Nel documento Il doppio vincolo di Cristo. (pagine 150-155)

CAPITOLO 3: L’IDIOTA E L’ÜBERMENSCH

3.3 NUOVE DIVINITÀ

3.3.1 UNA FALSA IMITAZIONE

Concependo Cristo come un decadente affetto da idiotismo, Nietzsche, allo stesso modo di Girard, lo rende ineguagliabile.

La sua visione di Gesù è contraddittoria.

Da una parte, infatti, sostiene che l’autentico Vangelo di Cristo, consistente nell’introspezione e nella simbolizzazione della realtà, sia possibile in ogni tempo per chiunque, poiché dissolve la differenza ontologica tra uomo e Dio.

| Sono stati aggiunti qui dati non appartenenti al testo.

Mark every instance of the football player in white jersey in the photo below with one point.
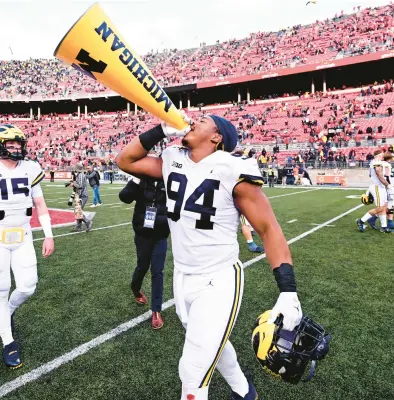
(19, 190)
(387, 172)
(378, 189)
(207, 190)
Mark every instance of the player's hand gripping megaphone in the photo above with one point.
(96, 48)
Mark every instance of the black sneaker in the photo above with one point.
(251, 395)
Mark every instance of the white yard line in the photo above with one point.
(293, 193)
(78, 233)
(99, 340)
(326, 225)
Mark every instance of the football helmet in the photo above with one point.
(367, 199)
(12, 133)
(286, 354)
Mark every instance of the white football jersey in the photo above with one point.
(16, 190)
(387, 171)
(372, 172)
(202, 216)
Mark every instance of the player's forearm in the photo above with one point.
(275, 244)
(43, 216)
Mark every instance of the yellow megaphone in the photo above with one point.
(94, 47)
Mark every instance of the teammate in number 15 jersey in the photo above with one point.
(207, 189)
(19, 190)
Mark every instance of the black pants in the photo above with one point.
(151, 252)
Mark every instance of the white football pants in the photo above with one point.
(208, 306)
(22, 260)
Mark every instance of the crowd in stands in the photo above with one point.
(364, 31)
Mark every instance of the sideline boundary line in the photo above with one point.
(129, 223)
(50, 366)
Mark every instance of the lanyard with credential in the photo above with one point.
(151, 212)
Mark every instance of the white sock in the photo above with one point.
(383, 220)
(5, 319)
(366, 217)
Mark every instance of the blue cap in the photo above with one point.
(228, 131)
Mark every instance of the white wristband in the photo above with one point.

Dall’altra, egli lo descrive come un unicum di mansuetudine. La sua beatitudine derivante dalla contemplazione dell’eternità si deve esclusivamente alla sua degenerazione fisiologica, vale a dire alla sua particolare tipologia di

décadence. L’uomo che voglia emulare Cristo dovrà, a sua volta, essere un decadente.

Tuttavia, rifacendosi al personaggio di Dostoevskij, il principe Myŝkin, Nietzsche constata l’impraticabilità dell’emulazione del degenerato Gesù. Il suo eccesso di bontà, invero, contribuisce alla proliferazione del male. Gli uomini, in particolare i decadenti del

ressentiment, non possono accettare una purezza tanto radicale. La loro malizia ne capovolge

il significato, tramutandolo in motivo di persecuzione e odio. Così si spiega, per il filosofo, la fondazione del cristianesimo dogmatico e istituzionale.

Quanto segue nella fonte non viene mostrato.